Like it's nice to feel needed, but not too needed. 
And it doesn't actually make me feel good
to feel like I need anyone. 
So I try to avoid leaning on anyone. 
But when I do feel like I do need them.... 
I can't tell them without them thinking I need them
for the sake of needing them. If that makes sense. 
Then they seem to tend to think I need them for the wrong reasons. 

It's like I can't express my concerns to anyone
Or get their advice, or their thoughts on things
without them getting tired of me. 
Like "Here we go again...."
"I have better things to do than talk to A***
about her stupid irrational fears or whatever...."
Which they probably do. 
So why should I take any of their time?
Why should they want to waste it on me?

But are my fears that I'm wasting their time
make them feel like they are wasting their time?

Wouldn't it be cool if I was only worried about good things happening?
So that good things would happen?

I'm so worried that I'll have so much money
that I won't know what to do with it!

I'm so worried that everything I used to worry about won't happen!

I'm so worried that everyone will want to be there for me!
I'm so worried that my life will change for the better!
I'm so worried that the guy I like actually does like me back... 
I'm so worried that I'll be out of debt!
I'm so worried that I'll learn and grow without the help of anyone!
I'm so worried that the people who took me for granted
will actually start appreciating me!
I'm so worried that really ignorant people
will start realizing things!
I'm so f*cking worried about these things
that I'm scared that they will happen!
I better tell someone how worried I am!
I better fufill these prophecies myself!

I'm so worried that people who always saw everything wrong with me
will actually see what's right with me!

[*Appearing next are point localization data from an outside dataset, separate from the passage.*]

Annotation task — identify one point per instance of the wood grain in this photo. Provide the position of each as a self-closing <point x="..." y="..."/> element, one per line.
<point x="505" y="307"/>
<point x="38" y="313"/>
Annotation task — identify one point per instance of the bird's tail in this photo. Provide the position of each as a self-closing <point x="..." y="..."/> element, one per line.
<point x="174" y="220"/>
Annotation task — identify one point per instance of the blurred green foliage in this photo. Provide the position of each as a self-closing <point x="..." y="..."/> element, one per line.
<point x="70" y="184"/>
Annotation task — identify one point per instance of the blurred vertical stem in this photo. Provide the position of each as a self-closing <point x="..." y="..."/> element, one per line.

OMFG! The horror of that!
Including myself! OMFG!
I'm so scared of that happening that I can't eat or sleep!
I hope that NEVER happens.... *Panic!*
I'm so worried that I AM good enough!
What will happen when these worries come true?
F*ck! I'm just a basketcase! I can't think straight!
I'm so worried about my life coming together!
What will I do?! Can anyone help me?
F*ck! WHAT. WILL. I. DO?!
IF I AM ACTUALLY GOOD ENOUGH?
IF I'VE BEEN GOOD ENOUGH ALL ALONG?

BECAUSE I DON'T KNOW IF I CAN HANDLE ALL THESE GOOD THINGS
COMING MY WAY BECAUSE I'M SO WORRIED ABOUT THEM!

I'M SO WORRIED THAT I'M GOING TO START HAVING FAITH IN MYSELF. 
AND THAT OTHERS ARE GOING TO START HAVING FAITH IN ME... 
THAT THEY SEE THAT THE THINGS I HAVE DONE FOR THEM
(FOR THE MOST PART) HAVE BEEN OUT OF LOVE. 

I'M SO WORRIED THAT I'M SCARED!!!!
WON'T SOMEONE HELP ME FEEL LESS SCARED?!